Trailing Wolf by 20 or more points in recent polls, Schwartz has spent the final days of the primary campaign trying to connect with the voters who should feel the most comfortable with her: Democrats in and near her suburban Philadelphia district. On a swing late last week, as she had done with the debate moderator, Schwartz repeatedly told voters that, indeed, they do (or should) know her. But it sounded like she was also reaffirming that to herself.

“I know how to get things done, but you know me,” she told a man sitting at a table, as he sucked the bone of a baby-back rib.

To a man on a street corner, she said: “I’ve been around awhile, you’re right to know me.”

“They all feel like they know me,” she told a campaign aide.

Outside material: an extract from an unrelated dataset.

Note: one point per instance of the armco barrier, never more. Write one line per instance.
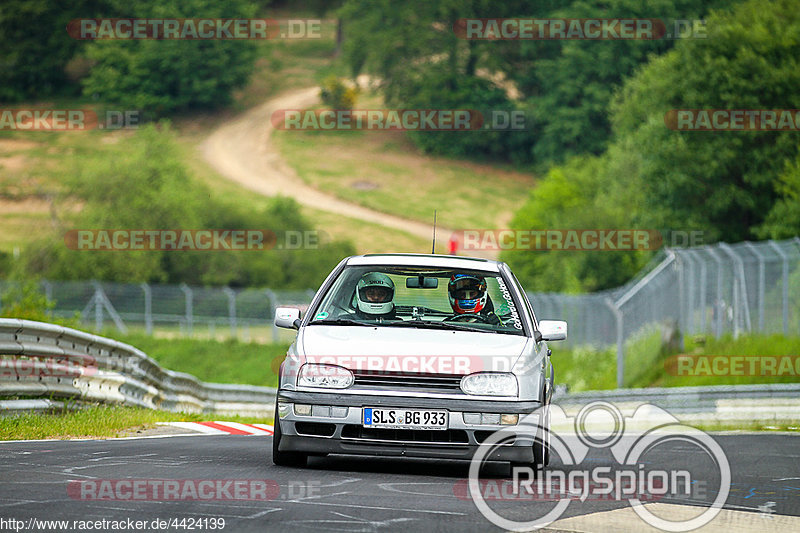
(45, 360)
(764, 404)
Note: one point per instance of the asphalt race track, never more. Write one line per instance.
(40, 480)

When a produce cashier in the Reading Terminal Market smiled and waved, she told a reporter, “See, they recognize me.”

Meanwhile, about a 30-minute drive from Schwartz’s home, at an outdoor farmers market deep in her district, her constituents swarmed Wolf, a balding, middle-aged man with a white-and-gray-specked beard.

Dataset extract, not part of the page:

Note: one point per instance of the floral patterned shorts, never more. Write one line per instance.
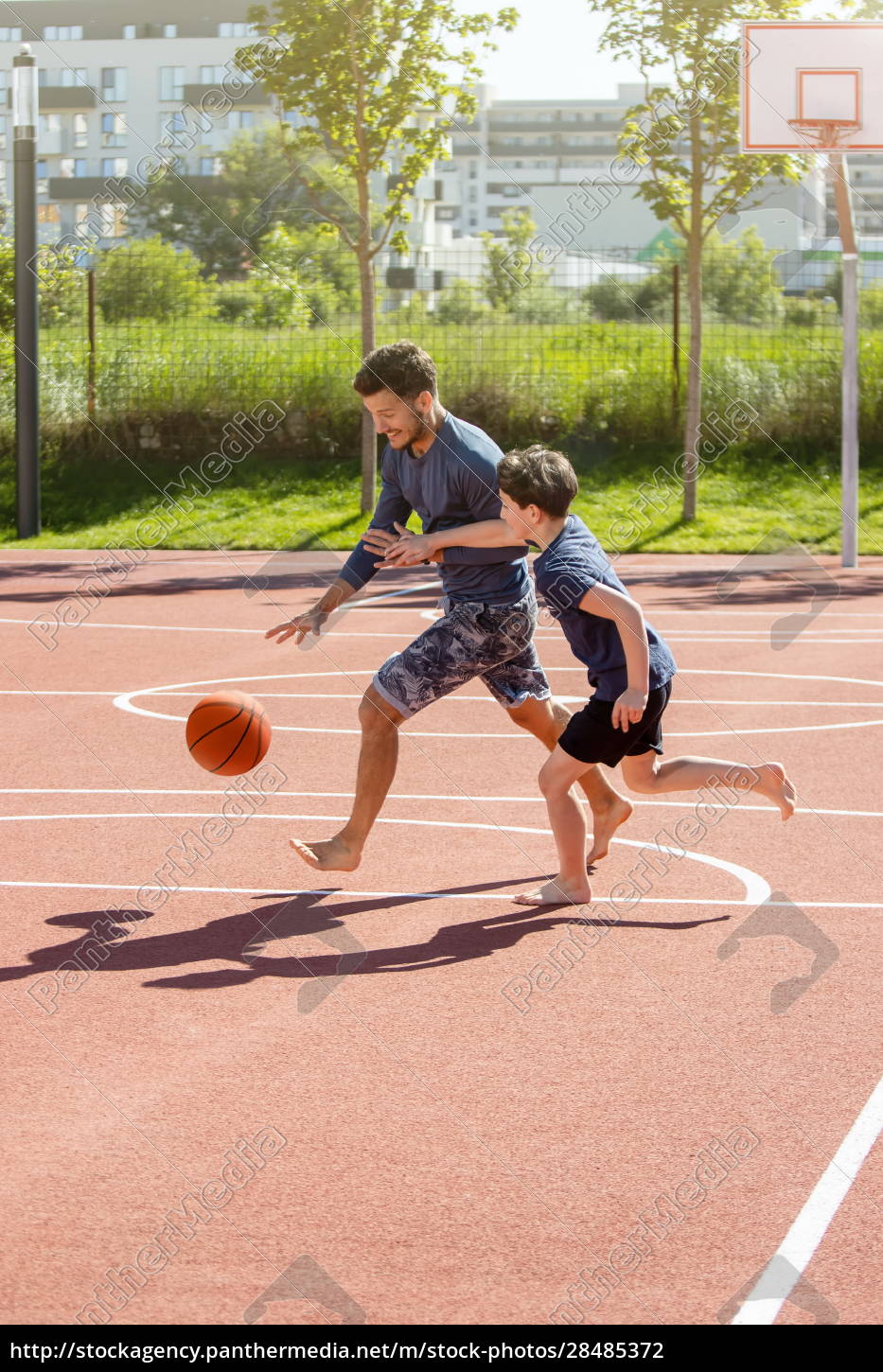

Montgomery County Commissioner Josh Shapiro, considered a rising star in the state Democratic Party, played host to Wolf in Schwartz’s district. He publicly got behind Wolf’s candidacy a few weeks ago. “People are yearning for a transformational governor,” he said.

Wolf, a former Peace Corps volunteer from central Pennsylvania, has offered a personal story that seems tailor-made for an anti-politician era. Ads he began airing at the beginning of the year, produced by veteran Democratic consultant Saul Shorr, featured Wolf’s two daughters, his wife and his mother talking about his résumé. The spots have featured Wolf driving his beat-up 2006 Jeep Wrangler down a neighborhood road as he honks and waves.

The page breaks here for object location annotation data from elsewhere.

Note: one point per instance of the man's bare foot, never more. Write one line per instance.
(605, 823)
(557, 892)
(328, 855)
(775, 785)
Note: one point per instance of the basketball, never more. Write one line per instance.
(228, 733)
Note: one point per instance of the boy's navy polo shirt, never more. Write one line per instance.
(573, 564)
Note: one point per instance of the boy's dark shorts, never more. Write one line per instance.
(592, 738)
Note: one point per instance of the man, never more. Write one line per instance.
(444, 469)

Wolf became a millionaire when he sold his family cabinetry business. He worked as the state’s revenue secretary under Rendell in 2007 and 2008, and considered running for governor in 2010. But his old business was floundering under the weight of the recession, so he bought it back and worked to save the company.

With the flurry of ads, Wolf was the first to introduce himself to voters, while Schwartz and two other candidates, state Treasurer Rob McCord and former state environmental secretary Katie McGinty, focused on fundraising. By the time the other candidates began airing ads two months later, Wolf was well-known, as were his family and his Jeep.

Last-ditch efforts by Wolf’s rivals to attack him — in one case an implication of racism, a charge he vehemently denied — do not appear to have dented his standing in the polls.

Wolf’s sudden rise has surprised many Pennsylvania political experts, who say they have never seen a political newcomer shoot so quickly to the top.

“This was a virtual unknown who within three weeks has lurched into a lead that has essentially not dissipated,” said Terry Madonna, a veteran pollster at Franklin & Marshall College.

As Wolf has captured the spirit of a disgruntled electorate, Schwartz has run as the candidate with experience in state and national legislating.

She has highlighted her years in Washington, where she has built a deep national Rolodex from her time as chief fundraiser for the congressional Democrats’ campaign arm and where she holds a seat on the House Ways and Means Committee.

She has also embraced her relationship with President Obama. One ad boasted of her work supporting the Affordable Care Act. Large 8-by-10-inch mailers show her smiling with the president.

But some Democratic leaders have quietly groused that Schwartz is giving up her congressional seniority, valuable for Pennsylvania, to make a potentially ill-fated bid for governor. And she has struggled to find her niche politically.

“Her blessing and her curse was that she had a base of people that supported her from one election to the other, but she was never able to expand beyond the supporters she had,” said Alan Kessler, a longtime Pennsylvania fundraiser.

Schwartz has tried to keep things positive on the campaign trail.

When a voter recently asked about her standing in the polls, she laughed nervously and described herself as “within range.”

In an interview, she acknowledged that she doesn’t have the party’s institutional support, but she described the dynamics as her vs. the old boys club in Harrisburg.

She dismissed Wolf as a candidate with “lovely ads” but said voters will realize that they do not know him — unlike her.